The list of complaints and questions go on an on. All those things no one wants to bother their doctor with, or the nurse who is getting paid to field these questions for him, suddenly come tumbling out in casual conversation with you. Hardly anyone bothers to find out exactly what kind of nurse you are. All that matters is that you are a nurse. Although, heaven help you when you run into someone who knows exactly what you do for a living; then, the questions get really tricky.
It's worse than passing the NCLEX. At least there you had multiple choice answers and you knew one of them was right. With "You're a Nurse" questions you can't study for them, may never have heard of the problem before, and you are expected to answer in essay form. Oh yeah, my palms sweat.
Sometimes you can get out of it. Sometimes you can't. Even more of a problem is this nasty age of liability that we live in. You may know the answer, but. . . What's a nurse to do?
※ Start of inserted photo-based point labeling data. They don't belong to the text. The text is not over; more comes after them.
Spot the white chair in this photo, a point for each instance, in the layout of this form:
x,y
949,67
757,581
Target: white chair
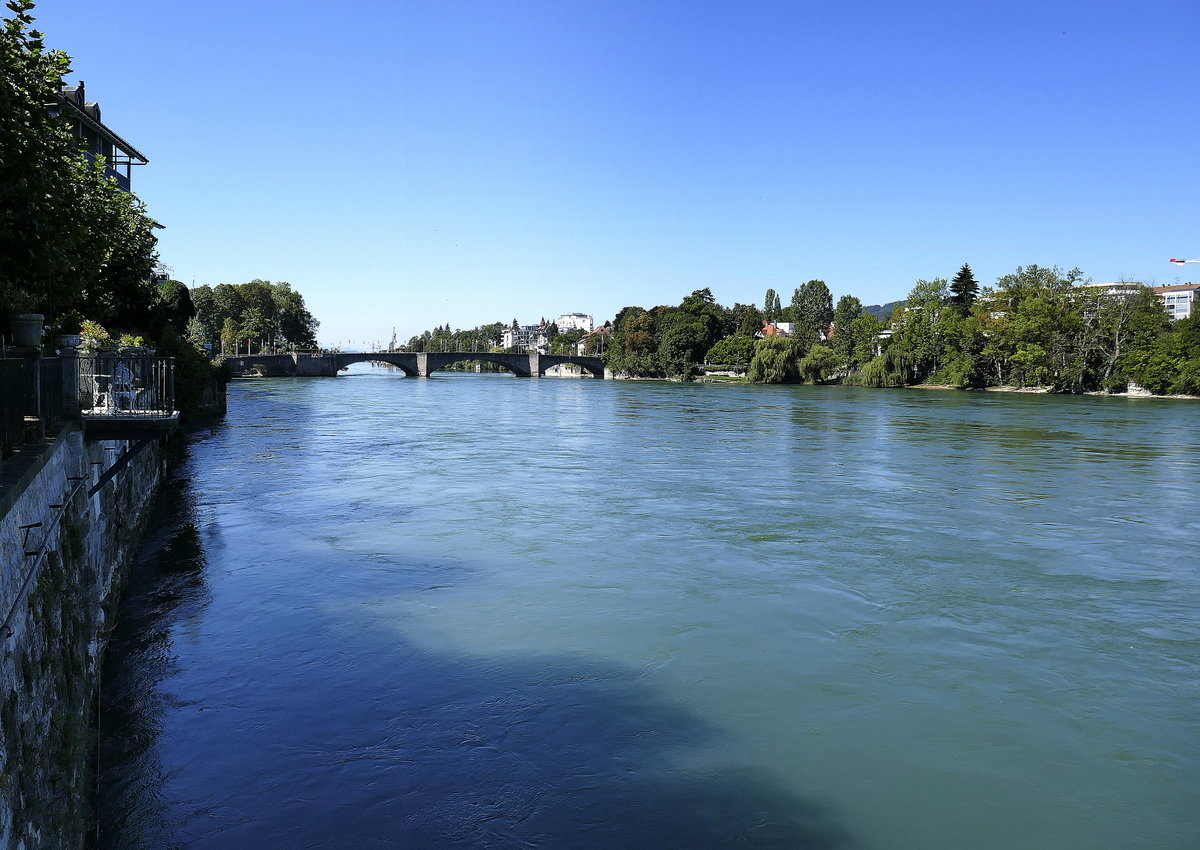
x,y
124,389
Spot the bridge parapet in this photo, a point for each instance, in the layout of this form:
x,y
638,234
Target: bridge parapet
x,y
413,364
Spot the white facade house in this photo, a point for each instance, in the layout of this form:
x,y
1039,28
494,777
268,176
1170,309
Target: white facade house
x,y
528,337
575,322
1179,300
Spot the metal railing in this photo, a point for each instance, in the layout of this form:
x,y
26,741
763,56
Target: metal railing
x,y
18,399
126,385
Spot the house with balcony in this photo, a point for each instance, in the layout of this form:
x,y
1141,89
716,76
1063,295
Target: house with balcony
x,y
100,141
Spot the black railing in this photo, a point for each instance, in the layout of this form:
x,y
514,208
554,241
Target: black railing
x,y
126,385
18,399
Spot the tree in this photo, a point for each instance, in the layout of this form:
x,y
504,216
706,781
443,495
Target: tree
x,y
917,325
771,309
229,334
774,361
813,307
1115,325
732,349
819,364
747,319
295,324
849,309
964,288
174,306
70,238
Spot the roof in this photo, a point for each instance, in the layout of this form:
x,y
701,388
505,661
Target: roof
x,y
88,114
1177,287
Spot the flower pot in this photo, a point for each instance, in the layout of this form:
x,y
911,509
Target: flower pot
x,y
27,329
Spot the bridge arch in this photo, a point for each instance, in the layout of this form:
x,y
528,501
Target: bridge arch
x,y
591,365
517,364
405,361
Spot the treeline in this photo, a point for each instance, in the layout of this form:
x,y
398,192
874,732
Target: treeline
x,y
71,241
1037,327
259,315
486,337
490,337
73,246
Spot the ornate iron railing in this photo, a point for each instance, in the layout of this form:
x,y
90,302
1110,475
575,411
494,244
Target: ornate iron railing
x,y
126,385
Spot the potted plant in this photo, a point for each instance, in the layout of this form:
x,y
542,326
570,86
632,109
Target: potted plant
x,y
69,327
93,337
24,324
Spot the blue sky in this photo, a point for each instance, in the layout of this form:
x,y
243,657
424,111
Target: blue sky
x,y
413,163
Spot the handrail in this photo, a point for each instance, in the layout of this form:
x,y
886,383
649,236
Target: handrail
x,y
6,630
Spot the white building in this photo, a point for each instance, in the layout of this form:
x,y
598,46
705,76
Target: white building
x,y
575,322
1179,300
528,337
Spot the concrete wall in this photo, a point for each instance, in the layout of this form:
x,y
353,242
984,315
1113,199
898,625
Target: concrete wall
x,y
49,663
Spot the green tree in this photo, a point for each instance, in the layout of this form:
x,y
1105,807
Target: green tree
x,y
813,307
1114,327
294,323
70,238
849,309
229,336
919,331
732,349
747,319
174,306
774,361
964,288
771,306
820,364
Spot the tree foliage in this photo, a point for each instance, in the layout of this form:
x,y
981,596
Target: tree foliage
x,y
70,238
261,312
964,288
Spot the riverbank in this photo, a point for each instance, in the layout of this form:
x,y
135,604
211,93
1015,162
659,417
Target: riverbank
x,y
1033,390
69,537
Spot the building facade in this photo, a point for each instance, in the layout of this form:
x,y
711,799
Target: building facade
x,y
1180,301
99,139
575,322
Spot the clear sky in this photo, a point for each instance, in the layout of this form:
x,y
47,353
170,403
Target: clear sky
x,y
411,163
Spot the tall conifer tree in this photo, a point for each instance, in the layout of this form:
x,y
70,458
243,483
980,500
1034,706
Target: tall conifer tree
x,y
965,288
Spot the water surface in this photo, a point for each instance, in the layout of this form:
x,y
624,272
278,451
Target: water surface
x,y
481,611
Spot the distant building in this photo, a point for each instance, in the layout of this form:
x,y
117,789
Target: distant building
x,y
1179,300
603,336
574,322
1123,289
527,337
84,117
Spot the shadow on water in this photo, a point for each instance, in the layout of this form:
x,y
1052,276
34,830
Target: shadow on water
x,y
322,736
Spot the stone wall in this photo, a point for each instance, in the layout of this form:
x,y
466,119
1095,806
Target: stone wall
x,y
61,603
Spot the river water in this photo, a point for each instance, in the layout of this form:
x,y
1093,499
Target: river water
x,y
480,611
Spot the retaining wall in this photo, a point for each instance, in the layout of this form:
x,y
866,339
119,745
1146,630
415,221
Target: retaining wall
x,y
61,602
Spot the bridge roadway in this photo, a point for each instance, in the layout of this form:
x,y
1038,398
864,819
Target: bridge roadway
x,y
413,364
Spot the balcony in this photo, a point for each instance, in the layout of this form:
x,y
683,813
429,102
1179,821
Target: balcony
x,y
123,396
115,396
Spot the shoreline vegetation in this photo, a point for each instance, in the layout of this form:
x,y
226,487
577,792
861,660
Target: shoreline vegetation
x,y
1036,330
1133,393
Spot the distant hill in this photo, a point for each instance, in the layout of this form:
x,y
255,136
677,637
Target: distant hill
x,y
882,310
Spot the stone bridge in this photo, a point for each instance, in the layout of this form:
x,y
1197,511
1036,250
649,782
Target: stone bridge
x,y
413,364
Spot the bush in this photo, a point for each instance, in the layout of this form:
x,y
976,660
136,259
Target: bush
x,y
774,361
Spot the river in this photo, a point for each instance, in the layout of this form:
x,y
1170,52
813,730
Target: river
x,y
480,611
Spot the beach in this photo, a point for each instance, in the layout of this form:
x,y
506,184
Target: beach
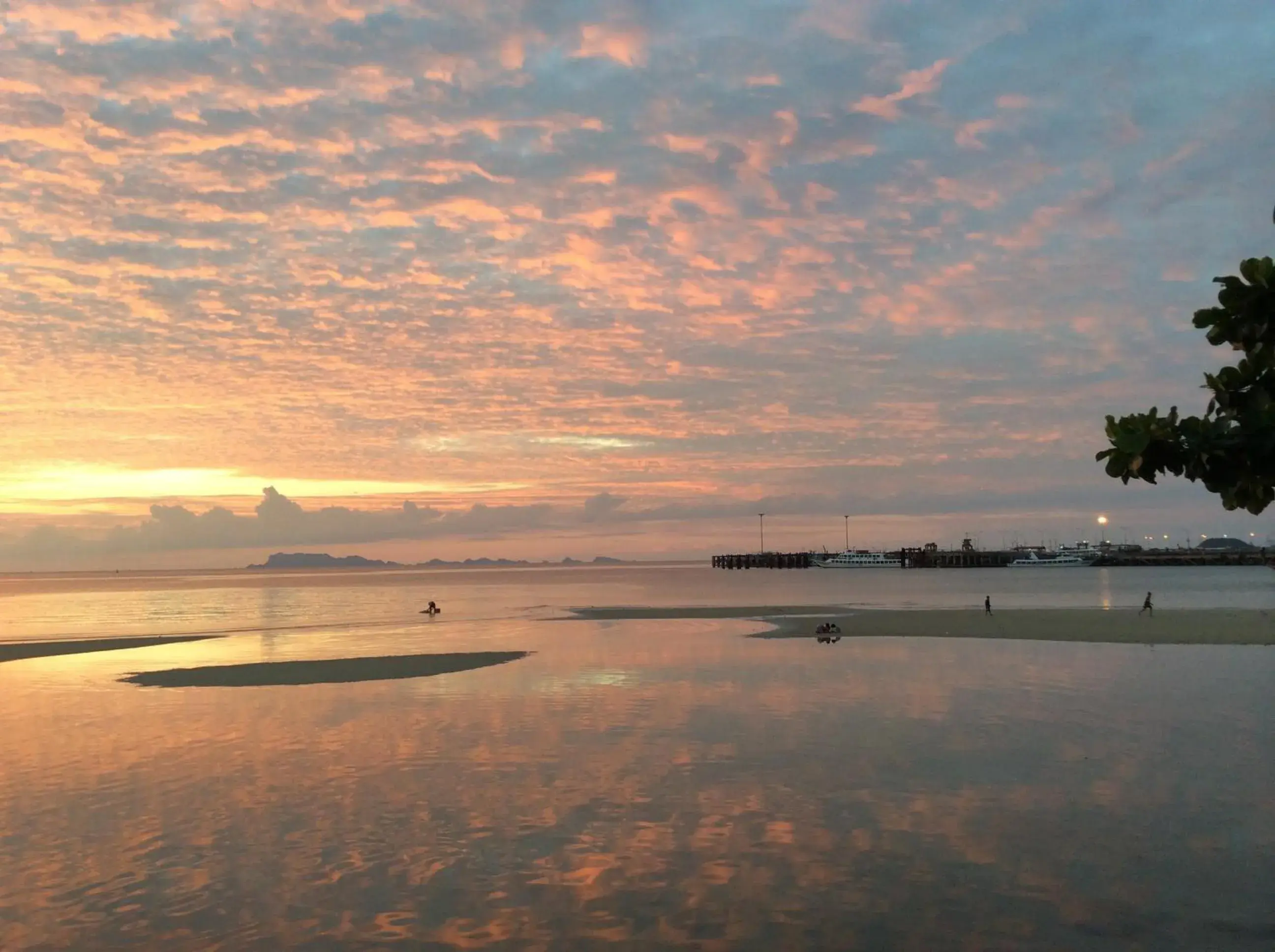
x,y
334,671
1092,625
22,650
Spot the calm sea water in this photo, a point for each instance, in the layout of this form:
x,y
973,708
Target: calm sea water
x,y
634,784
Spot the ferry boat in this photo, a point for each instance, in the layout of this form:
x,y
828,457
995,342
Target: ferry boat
x,y
1060,561
860,558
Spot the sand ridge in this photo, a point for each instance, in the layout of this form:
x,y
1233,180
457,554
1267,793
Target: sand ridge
x,y
1176,626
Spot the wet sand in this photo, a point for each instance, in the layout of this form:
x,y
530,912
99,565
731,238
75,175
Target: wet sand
x,y
20,650
1119,626
337,671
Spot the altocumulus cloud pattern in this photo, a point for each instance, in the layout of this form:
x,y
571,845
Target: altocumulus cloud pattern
x,y
694,254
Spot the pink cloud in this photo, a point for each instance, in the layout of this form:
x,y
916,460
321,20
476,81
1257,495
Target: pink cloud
x,y
911,85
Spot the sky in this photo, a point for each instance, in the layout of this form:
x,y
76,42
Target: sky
x,y
608,277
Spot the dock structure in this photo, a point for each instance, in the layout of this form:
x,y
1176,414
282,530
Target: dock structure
x,y
929,557
1190,557
765,560
968,557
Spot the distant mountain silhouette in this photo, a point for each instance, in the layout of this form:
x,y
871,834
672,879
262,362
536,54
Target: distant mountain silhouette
x,y
322,560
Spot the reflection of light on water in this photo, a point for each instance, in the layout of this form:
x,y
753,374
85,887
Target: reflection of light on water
x,y
1104,588
584,679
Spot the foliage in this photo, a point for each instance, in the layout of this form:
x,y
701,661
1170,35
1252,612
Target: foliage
x,y
1231,449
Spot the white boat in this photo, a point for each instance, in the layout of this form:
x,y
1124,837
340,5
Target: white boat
x,y
1034,561
860,558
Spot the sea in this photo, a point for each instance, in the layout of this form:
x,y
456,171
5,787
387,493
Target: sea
x,y
633,784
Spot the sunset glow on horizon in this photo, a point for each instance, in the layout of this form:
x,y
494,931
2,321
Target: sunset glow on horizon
x,y
504,272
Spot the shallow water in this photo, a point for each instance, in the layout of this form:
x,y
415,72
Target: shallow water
x,y
630,784
161,603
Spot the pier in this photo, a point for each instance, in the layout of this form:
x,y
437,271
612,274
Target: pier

1. Fake an area of expertise. "I'm sorry, I delivery babies. If it doesn't have to do with a uterus I haven't dealt with it since nursing school."
2. Ask for "research" time and conveniently forget to do it.
3. Move to a foreign country where you don't speak the language.
4. Answer with, "Hmm, I'm not sure but I'd suggest you see your doctor."
5. Suggest one of those awesome online answer sites where they can make themselves truly paranoid by self-diagnosing.
6. Go for med-speak and throw in a bunch of words they'll never understand anyway.
Above all else, speak with kindness and a touch of wisdom and you will be worshipped forever. Oh, and carry your own malpractice insurance in case the lady in the check out line decides she didn't like your free advice.